AG not looking into Harpaz suspicions unconnected to forgery
There is a publication ban on details of the investigation into the 'Harpaz document', which is being conducted jointly by the Serious and International Crimes Unit and the Shin Bet security service.
There will be no criminal investigation of any of the suspicions arising from the "Harpaz document" affair not connected to the alleged forging of the document, Attorney General Yehuda Weinstein decided yesterday.
Weinstein faced a situation in which there was insufficient evidence to launch a criminal probe into these suspicions, and although several issues arose that deserve further clarification, they will not be dealt with from a criminal perspective.
There is a publication ban on details of the investigation, which is being conducted jointly by the Serious and International Crimes Unit and the Shin Bet security service.
Lt. Col. (res. ) Boaz Harpaz, a former intelligence officer in the Israel Defense Forces, is suspected of forging a document containing imaginary plans to damage the reputations of senior IDF officers in order to promote the candidacy of former OC Southern Command Maj. Gen. Yoav Gallant to become chief of staff. The forged document was printed on paper bearing the logo of Arad Communications, a well-known public relations firm.
With regard to the alleged forgery, the State Prosecutor's Office has already said it plans to indict Harpaz, pending a hearing. The police investigation determined that Harpaz had committed the alleged forgery alone.
Within the next few days, investigators will receive more material from the office of State Comptroller Micha Lindenstrauss, who since October has been investigating various aspects of the Harpaz case.
Lindenstrauss's probe is dealing with what his office called "the entirety of Harpaz's activities" in the defense establishment, including procurement and his relationships with various defense officials.

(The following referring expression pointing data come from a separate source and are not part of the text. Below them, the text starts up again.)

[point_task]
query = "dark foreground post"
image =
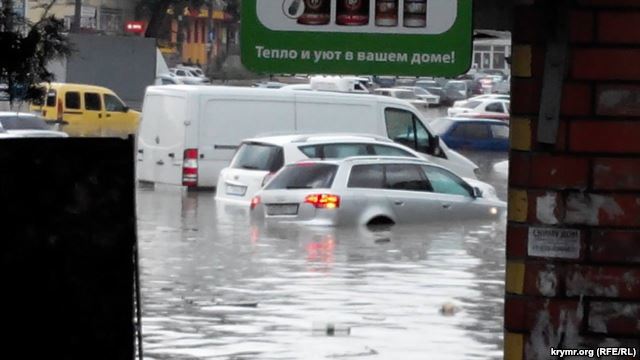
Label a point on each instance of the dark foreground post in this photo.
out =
(67, 240)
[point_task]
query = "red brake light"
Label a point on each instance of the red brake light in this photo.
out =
(323, 201)
(255, 202)
(60, 110)
(190, 168)
(266, 179)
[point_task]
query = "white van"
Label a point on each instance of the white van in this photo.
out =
(189, 133)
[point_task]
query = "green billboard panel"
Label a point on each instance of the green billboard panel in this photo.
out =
(374, 37)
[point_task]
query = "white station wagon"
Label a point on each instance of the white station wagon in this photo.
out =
(258, 159)
(371, 190)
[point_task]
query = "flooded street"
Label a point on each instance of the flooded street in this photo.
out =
(214, 287)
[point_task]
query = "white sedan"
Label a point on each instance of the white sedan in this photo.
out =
(258, 159)
(461, 103)
(371, 190)
(488, 106)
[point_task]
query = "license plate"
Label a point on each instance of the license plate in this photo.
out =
(236, 190)
(282, 209)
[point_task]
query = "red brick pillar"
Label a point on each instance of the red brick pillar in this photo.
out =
(573, 239)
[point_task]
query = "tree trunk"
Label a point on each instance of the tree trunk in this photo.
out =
(77, 17)
(158, 15)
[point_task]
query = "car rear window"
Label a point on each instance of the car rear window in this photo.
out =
(304, 176)
(440, 126)
(257, 156)
(334, 151)
(51, 98)
(366, 176)
(23, 123)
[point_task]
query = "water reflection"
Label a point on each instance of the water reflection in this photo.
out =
(215, 287)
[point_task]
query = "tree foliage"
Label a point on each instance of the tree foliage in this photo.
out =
(27, 49)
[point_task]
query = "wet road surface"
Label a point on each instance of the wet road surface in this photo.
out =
(214, 287)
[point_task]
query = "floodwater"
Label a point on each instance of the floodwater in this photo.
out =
(214, 287)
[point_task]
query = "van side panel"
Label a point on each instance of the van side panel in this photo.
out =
(225, 122)
(161, 138)
(336, 116)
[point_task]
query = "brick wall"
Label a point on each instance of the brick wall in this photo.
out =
(583, 291)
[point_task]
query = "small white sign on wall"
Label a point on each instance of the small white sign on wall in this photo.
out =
(554, 242)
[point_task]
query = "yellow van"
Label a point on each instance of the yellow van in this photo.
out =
(86, 110)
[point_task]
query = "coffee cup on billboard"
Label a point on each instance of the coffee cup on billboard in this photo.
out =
(415, 13)
(293, 9)
(352, 12)
(386, 12)
(315, 12)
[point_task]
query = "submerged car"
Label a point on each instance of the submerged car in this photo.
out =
(488, 107)
(371, 190)
(22, 125)
(473, 134)
(404, 94)
(257, 159)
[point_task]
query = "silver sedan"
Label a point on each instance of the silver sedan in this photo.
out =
(371, 190)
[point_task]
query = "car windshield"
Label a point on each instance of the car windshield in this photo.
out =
(441, 125)
(304, 176)
(23, 123)
(457, 85)
(472, 104)
(258, 156)
(405, 95)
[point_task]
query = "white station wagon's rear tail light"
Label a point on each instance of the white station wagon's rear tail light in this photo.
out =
(190, 168)
(323, 201)
(255, 202)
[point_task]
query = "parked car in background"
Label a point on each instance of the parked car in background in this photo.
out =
(21, 125)
(384, 81)
(432, 87)
(429, 98)
(189, 77)
(455, 90)
(190, 133)
(503, 86)
(4, 92)
(269, 85)
(193, 69)
(87, 110)
(402, 94)
(302, 87)
(461, 103)
(370, 190)
(402, 81)
(486, 107)
(257, 159)
(473, 134)
(351, 84)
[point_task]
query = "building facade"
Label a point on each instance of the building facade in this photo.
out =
(201, 37)
(100, 16)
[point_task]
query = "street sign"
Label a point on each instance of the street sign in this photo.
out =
(372, 37)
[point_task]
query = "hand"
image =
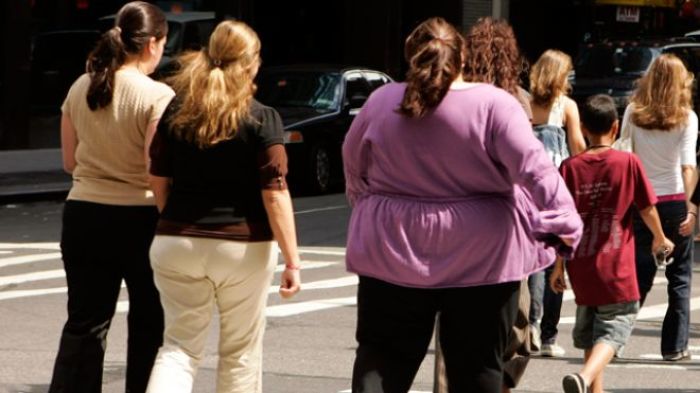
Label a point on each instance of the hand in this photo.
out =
(687, 226)
(557, 281)
(567, 240)
(290, 283)
(662, 243)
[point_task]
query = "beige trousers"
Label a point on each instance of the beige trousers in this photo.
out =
(195, 276)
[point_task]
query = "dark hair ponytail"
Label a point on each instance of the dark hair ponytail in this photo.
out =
(135, 24)
(434, 51)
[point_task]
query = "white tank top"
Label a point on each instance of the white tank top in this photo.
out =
(556, 114)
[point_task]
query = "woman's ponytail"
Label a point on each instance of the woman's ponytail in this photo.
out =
(434, 51)
(102, 64)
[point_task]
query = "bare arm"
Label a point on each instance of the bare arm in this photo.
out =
(572, 120)
(689, 174)
(278, 205)
(69, 142)
(650, 216)
(161, 190)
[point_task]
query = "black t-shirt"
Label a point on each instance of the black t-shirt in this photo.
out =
(216, 191)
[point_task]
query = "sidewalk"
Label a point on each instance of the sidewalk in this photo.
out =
(32, 174)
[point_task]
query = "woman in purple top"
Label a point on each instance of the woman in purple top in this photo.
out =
(450, 194)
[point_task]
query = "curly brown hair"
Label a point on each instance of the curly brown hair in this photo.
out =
(434, 52)
(664, 95)
(493, 55)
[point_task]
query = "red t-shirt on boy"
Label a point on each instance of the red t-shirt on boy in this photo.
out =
(606, 187)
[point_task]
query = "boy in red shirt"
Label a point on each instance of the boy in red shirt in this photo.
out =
(606, 185)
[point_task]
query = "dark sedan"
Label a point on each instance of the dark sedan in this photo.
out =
(317, 104)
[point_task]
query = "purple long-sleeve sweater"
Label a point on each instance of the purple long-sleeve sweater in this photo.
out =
(457, 198)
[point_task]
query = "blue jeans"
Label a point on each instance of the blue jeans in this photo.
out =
(545, 304)
(676, 325)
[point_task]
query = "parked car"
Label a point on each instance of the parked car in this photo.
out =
(189, 30)
(613, 67)
(317, 103)
(57, 60)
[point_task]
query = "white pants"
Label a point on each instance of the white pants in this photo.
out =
(193, 275)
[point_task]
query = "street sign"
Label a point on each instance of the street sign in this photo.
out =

Lindenstrauss also investigated all the defense establishment's activities related to the Harpaz document, including the process of choosing the new chief of staff.
While Galant was eventually nominated to replace Gabi Ashkenazi as chief of General Staff, his nomination was withdrawn over suspicions he had illegally annexed land on Moshav Amikam to his property. This led to Benny Gantz's being appointed in his stead.